Speaker: Mr. Xiaojie Wang

Bio: Xiaojie Wang is a Ph.D. candidate in the School of Computing and Information Systems at The University of Melbourne, Australia. He received his B.S degrees in Applied Mathematics and Computer Science from Renmin University of China in 2016. His research interests include information retrieval, data mining, and machine learning.

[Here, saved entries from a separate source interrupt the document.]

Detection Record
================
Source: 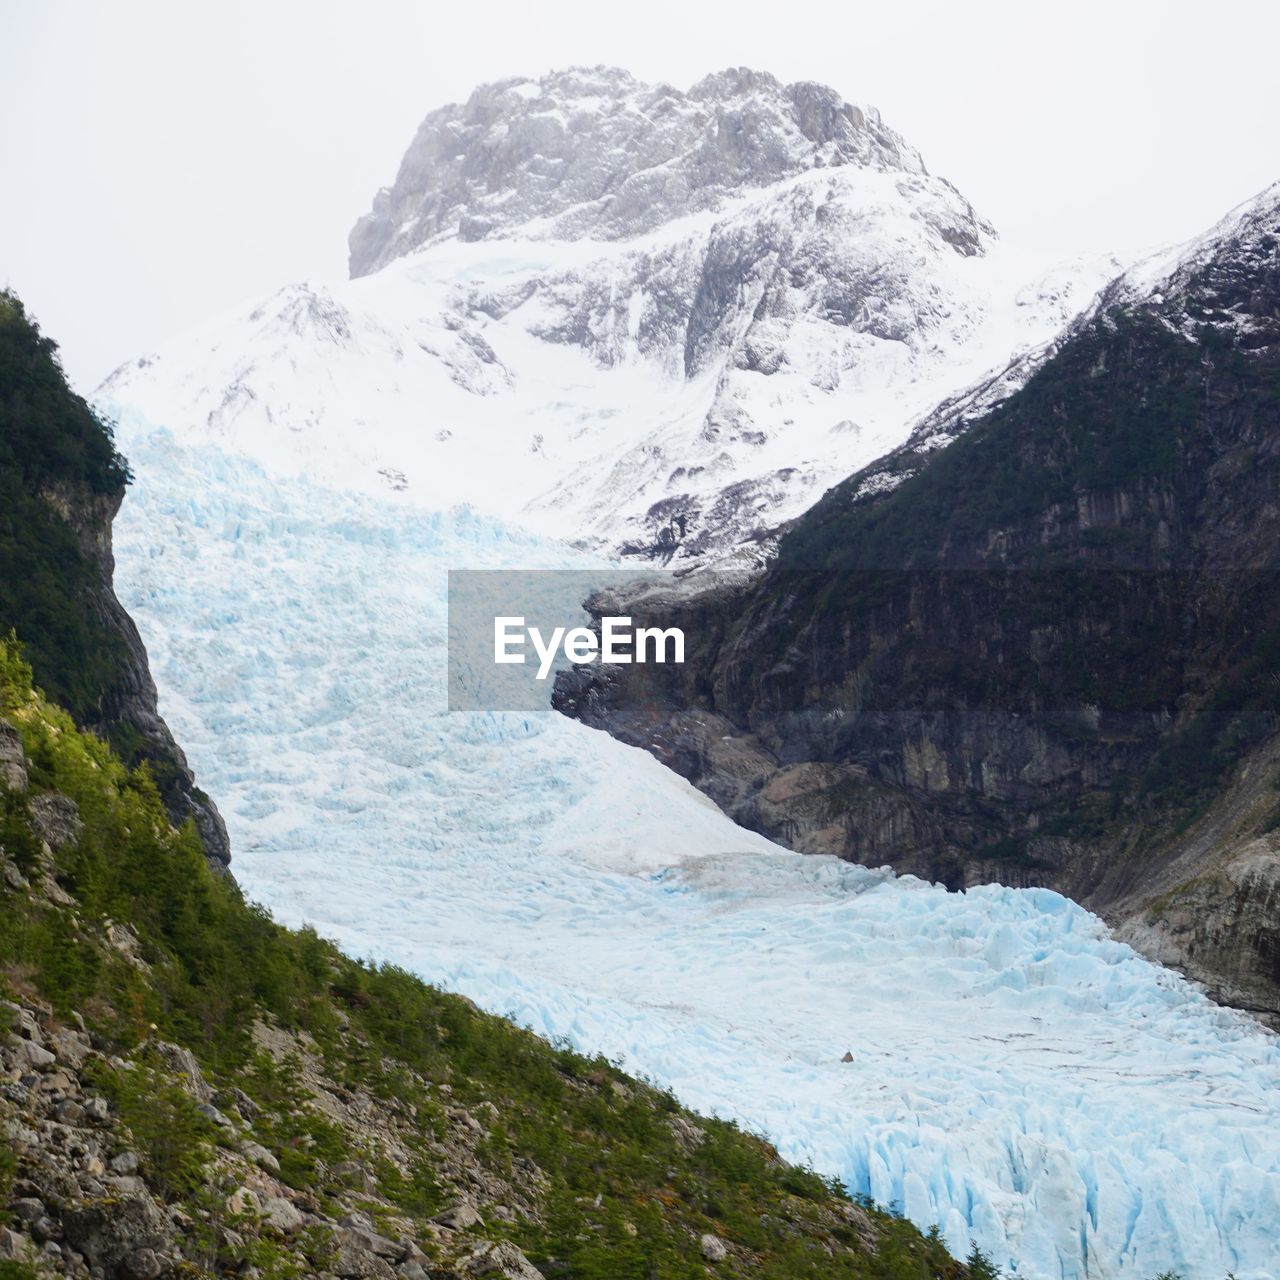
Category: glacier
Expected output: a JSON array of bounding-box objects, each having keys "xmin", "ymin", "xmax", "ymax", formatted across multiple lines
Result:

Talk 8: Exploiting frequent patterns to help explain individual predictions

Abstract
Users can not simply trust a prediction of a classifier, especially when the decision made has severe consequence in domains like medical diagnosis and criminal analysis. Explanations for an individual prediction can help them to accept or reject the prediction with more confidence.  Frequent patterns based techniques are a promising class of machine learning methods which are easy to interpret. Our recent work focuses on employing patterns to help provide instance-level explanations for any classifier.  Patterns are used as supporting evidence that a classifier considers important for the prediction of a given instance. A framework of pattern based explanation generation and possible applications will be discussed in this talk.

Speaker: Yunzhe(Alvin) Jia

Bio: Yunzhe(Alvin) Jia is a Ph.D. candidate in the department of Computing and Information System at the University of Melbourne, with particular interests in frequent patterns and interpretable machine learning. He holds a master’s degree in Computer Science from New York University and a B.Eng. in software engineering from Xiamen University.